TrueCovenanter.com Editor's Introduction.

The present editor wishes to express appreciation to the author of the following document, Tom Reid, for giving permission to use the document on truecovenanter.com.  Mr. Reid is presently the librarian at Reformed Presbyterian Theological Seminary in Pittsburgh.  The points he expresses below are a succinct presentation of the historic Reformed Presbyterian perspective on the civil institutions of the United States.  The reason used and scriptures cited will make clear that this is the only honest and biblical perspective that Christians should embrace or express when it comes to addressing political matters or the history of this nation as it transformed into an ‘independent’ political entity.

2012.12.13.

The debate continues between those who believe that the U.S.A. began as a Christian nation but has been secularized by forces alien to its heritage, and those who believe that the U.S.A. never was a Christian nation, the “Founding Fathers” having been formed in their thinking not so much by Biblical revelation as by the so-called “Enlightenment.”

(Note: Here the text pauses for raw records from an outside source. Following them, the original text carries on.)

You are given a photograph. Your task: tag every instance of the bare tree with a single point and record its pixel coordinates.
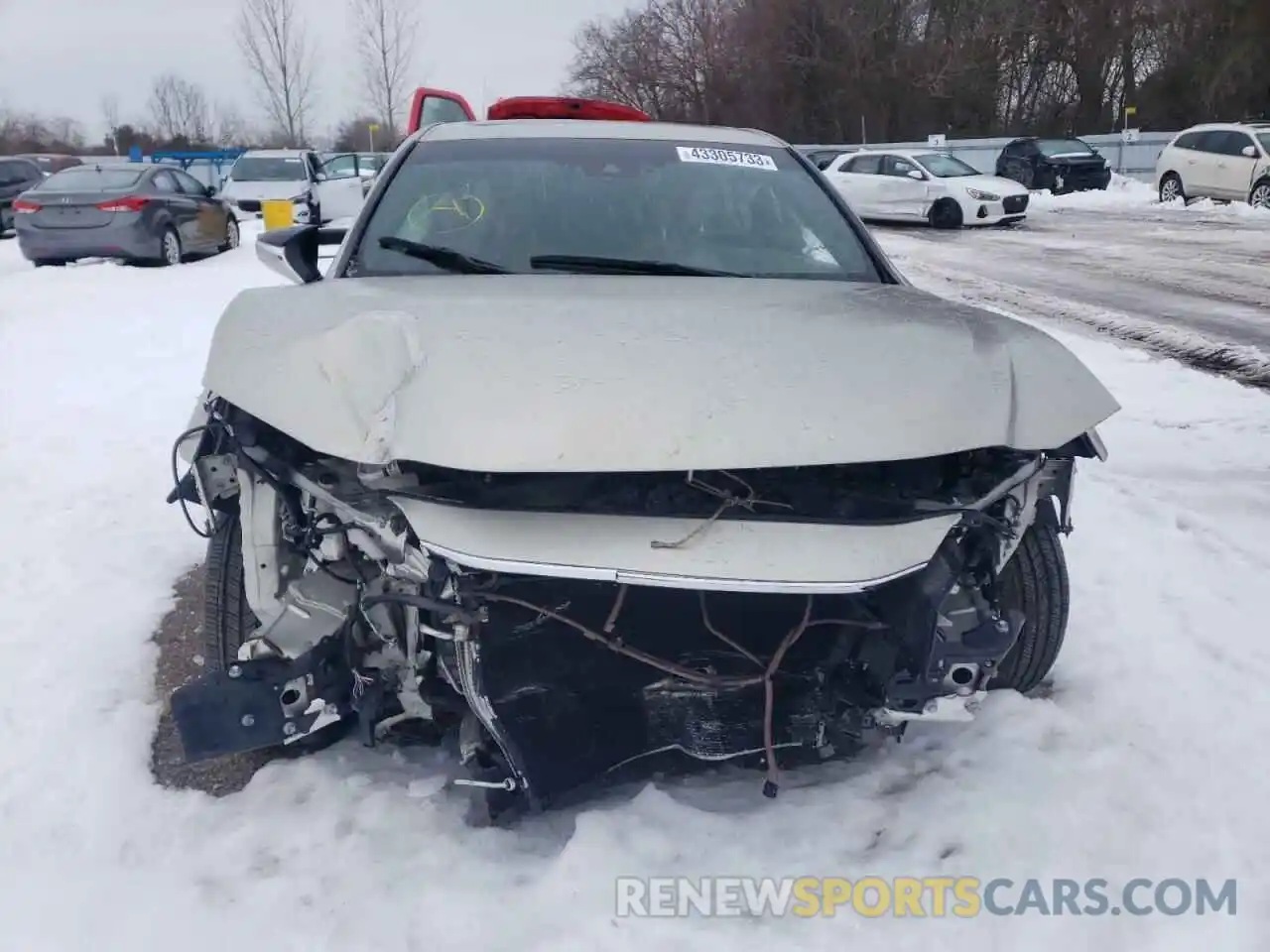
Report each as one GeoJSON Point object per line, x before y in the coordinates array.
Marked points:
{"type": "Point", "coordinates": [227, 125]}
{"type": "Point", "coordinates": [180, 109]}
{"type": "Point", "coordinates": [278, 55]}
{"type": "Point", "coordinates": [386, 32]}
{"type": "Point", "coordinates": [111, 116]}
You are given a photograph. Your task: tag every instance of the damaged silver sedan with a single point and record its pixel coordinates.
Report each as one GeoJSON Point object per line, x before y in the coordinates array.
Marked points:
{"type": "Point", "coordinates": [602, 443]}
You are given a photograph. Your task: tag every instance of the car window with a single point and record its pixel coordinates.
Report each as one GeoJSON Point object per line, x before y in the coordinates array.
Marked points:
{"type": "Point", "coordinates": [752, 209]}
{"type": "Point", "coordinates": [864, 166]}
{"type": "Point", "coordinates": [440, 109]}
{"type": "Point", "coordinates": [897, 167]}
{"type": "Point", "coordinates": [261, 168]}
{"type": "Point", "coordinates": [90, 178]}
{"type": "Point", "coordinates": [339, 168]}
{"type": "Point", "coordinates": [945, 167]}
{"type": "Point", "coordinates": [164, 181]}
{"type": "Point", "coordinates": [1056, 148]}
{"type": "Point", "coordinates": [189, 184]}
{"type": "Point", "coordinates": [1233, 143]}
{"type": "Point", "coordinates": [1209, 141]}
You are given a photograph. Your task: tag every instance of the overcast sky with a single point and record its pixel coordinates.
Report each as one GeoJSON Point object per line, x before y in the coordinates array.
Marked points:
{"type": "Point", "coordinates": [64, 56]}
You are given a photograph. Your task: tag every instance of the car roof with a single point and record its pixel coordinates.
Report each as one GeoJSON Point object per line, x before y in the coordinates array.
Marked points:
{"type": "Point", "coordinates": [1225, 126]}
{"type": "Point", "coordinates": [594, 128]}
{"type": "Point", "coordinates": [276, 153]}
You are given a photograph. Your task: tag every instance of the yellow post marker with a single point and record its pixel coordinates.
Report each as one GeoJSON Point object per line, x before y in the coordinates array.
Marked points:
{"type": "Point", "coordinates": [278, 213]}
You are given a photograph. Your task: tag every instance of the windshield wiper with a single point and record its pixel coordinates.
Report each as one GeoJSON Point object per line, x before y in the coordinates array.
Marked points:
{"type": "Point", "coordinates": [444, 258]}
{"type": "Point", "coordinates": [589, 264]}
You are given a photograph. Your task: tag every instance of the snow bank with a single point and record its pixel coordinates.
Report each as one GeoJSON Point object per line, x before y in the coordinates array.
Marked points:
{"type": "Point", "coordinates": [1146, 760]}
{"type": "Point", "coordinates": [1133, 194]}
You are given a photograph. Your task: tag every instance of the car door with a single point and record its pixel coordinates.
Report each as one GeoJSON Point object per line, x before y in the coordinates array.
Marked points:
{"type": "Point", "coordinates": [901, 194]}
{"type": "Point", "coordinates": [1015, 162]}
{"type": "Point", "coordinates": [1232, 177]}
{"type": "Point", "coordinates": [185, 212]}
{"type": "Point", "coordinates": [1199, 169]}
{"type": "Point", "coordinates": [211, 214]}
{"type": "Point", "coordinates": [855, 178]}
{"type": "Point", "coordinates": [340, 190]}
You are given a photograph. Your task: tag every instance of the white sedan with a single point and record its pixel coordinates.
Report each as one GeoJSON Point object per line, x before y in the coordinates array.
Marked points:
{"type": "Point", "coordinates": [933, 186]}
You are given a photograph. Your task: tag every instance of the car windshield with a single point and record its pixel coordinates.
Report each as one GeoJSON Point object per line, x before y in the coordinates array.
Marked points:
{"type": "Point", "coordinates": [87, 178]}
{"type": "Point", "coordinates": [1053, 148]}
{"type": "Point", "coordinates": [752, 211]}
{"type": "Point", "coordinates": [945, 167]}
{"type": "Point", "coordinates": [261, 168]}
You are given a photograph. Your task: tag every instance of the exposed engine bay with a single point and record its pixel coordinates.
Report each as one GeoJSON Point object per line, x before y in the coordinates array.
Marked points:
{"type": "Point", "coordinates": [556, 679]}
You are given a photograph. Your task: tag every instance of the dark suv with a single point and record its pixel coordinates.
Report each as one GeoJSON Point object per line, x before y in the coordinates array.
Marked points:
{"type": "Point", "coordinates": [16, 177]}
{"type": "Point", "coordinates": [1057, 164]}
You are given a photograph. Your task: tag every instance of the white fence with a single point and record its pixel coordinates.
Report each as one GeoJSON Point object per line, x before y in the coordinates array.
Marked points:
{"type": "Point", "coordinates": [1133, 159]}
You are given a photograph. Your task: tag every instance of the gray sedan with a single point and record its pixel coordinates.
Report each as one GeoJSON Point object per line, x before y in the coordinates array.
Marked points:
{"type": "Point", "coordinates": [140, 213]}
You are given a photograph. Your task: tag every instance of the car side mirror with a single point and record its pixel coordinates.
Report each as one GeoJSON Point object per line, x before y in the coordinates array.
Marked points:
{"type": "Point", "coordinates": [293, 253]}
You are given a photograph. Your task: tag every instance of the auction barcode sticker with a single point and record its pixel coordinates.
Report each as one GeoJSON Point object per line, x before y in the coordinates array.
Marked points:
{"type": "Point", "coordinates": [725, 157]}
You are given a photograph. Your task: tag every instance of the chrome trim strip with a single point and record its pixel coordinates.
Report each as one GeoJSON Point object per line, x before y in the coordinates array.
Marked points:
{"type": "Point", "coordinates": [513, 566]}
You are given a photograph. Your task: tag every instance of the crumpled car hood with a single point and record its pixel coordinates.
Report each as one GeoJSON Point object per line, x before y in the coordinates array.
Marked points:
{"type": "Point", "coordinates": [576, 373]}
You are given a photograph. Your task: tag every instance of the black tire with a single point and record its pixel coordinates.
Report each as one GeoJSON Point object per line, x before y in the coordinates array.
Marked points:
{"type": "Point", "coordinates": [1259, 197]}
{"type": "Point", "coordinates": [167, 258]}
{"type": "Point", "coordinates": [945, 213]}
{"type": "Point", "coordinates": [231, 236]}
{"type": "Point", "coordinates": [1035, 583]}
{"type": "Point", "coordinates": [1171, 188]}
{"type": "Point", "coordinates": [229, 621]}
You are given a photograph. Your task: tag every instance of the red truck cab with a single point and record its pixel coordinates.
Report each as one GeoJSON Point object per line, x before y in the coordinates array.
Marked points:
{"type": "Point", "coordinates": [434, 105]}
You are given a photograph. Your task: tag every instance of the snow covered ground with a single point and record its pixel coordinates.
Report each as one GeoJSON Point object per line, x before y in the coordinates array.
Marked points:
{"type": "Point", "coordinates": [1147, 758]}
{"type": "Point", "coordinates": [1188, 281]}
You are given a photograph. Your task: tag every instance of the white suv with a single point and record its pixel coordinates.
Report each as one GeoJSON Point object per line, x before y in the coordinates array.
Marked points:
{"type": "Point", "coordinates": [1223, 160]}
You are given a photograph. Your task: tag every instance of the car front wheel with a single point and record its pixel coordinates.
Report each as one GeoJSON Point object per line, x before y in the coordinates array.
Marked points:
{"type": "Point", "coordinates": [1034, 581]}
{"type": "Point", "coordinates": [231, 236]}
{"type": "Point", "coordinates": [229, 620]}
{"type": "Point", "coordinates": [169, 248]}
{"type": "Point", "coordinates": [947, 213]}
{"type": "Point", "coordinates": [1171, 188]}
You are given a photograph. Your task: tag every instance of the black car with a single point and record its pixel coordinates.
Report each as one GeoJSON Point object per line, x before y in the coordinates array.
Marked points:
{"type": "Point", "coordinates": [127, 211]}
{"type": "Point", "coordinates": [824, 158]}
{"type": "Point", "coordinates": [16, 177]}
{"type": "Point", "coordinates": [1057, 164]}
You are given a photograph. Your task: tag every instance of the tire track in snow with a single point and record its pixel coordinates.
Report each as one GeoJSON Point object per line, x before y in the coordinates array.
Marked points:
{"type": "Point", "coordinates": [1160, 287]}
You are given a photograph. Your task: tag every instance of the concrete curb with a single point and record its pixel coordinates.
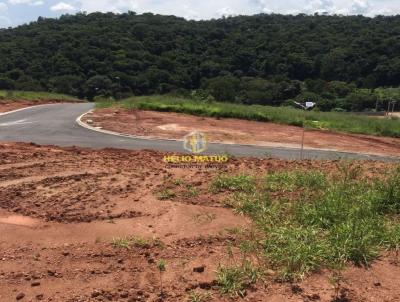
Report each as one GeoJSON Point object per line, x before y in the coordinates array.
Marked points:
{"type": "Point", "coordinates": [153, 138]}
{"type": "Point", "coordinates": [25, 108]}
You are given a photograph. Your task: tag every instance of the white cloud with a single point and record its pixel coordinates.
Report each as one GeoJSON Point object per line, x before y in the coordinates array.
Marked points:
{"type": "Point", "coordinates": [28, 2]}
{"type": "Point", "coordinates": [3, 7]}
{"type": "Point", "coordinates": [37, 3]}
{"type": "Point", "coordinates": [62, 7]}
{"type": "Point", "coordinates": [5, 22]}
{"type": "Point", "coordinates": [206, 9]}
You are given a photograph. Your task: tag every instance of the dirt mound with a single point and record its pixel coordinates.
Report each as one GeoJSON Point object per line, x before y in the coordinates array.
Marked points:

The argument can be carried on endlessly as one-liners culled from the Founding Fathers are tossed back and forth like intellectual Molotov cocktails. However, one helpful way to approach the question is to compare the government of the U.S.A. with what the Bible says the government of a Christian nation should be.

Firstly, a Christian nation would openly recognize that its own existence and the power of its government comes from the God of the Bible. “There is no authority except that which God has established. The authorities that exist have been established by God . . . For he is God’s servant to do you good . . . He is God’s servant . . . the authorities are God’s servants . . .” (Romans 13:1, 4, 6).  God “sets up kings and deposes them” (Daniel 2:21).  In contrast, the Declaration of Independence of the U.S.A. contains a vague reference to “Nature’s God” and the Constitution refers to the God only in its date: “the year of our Lord.”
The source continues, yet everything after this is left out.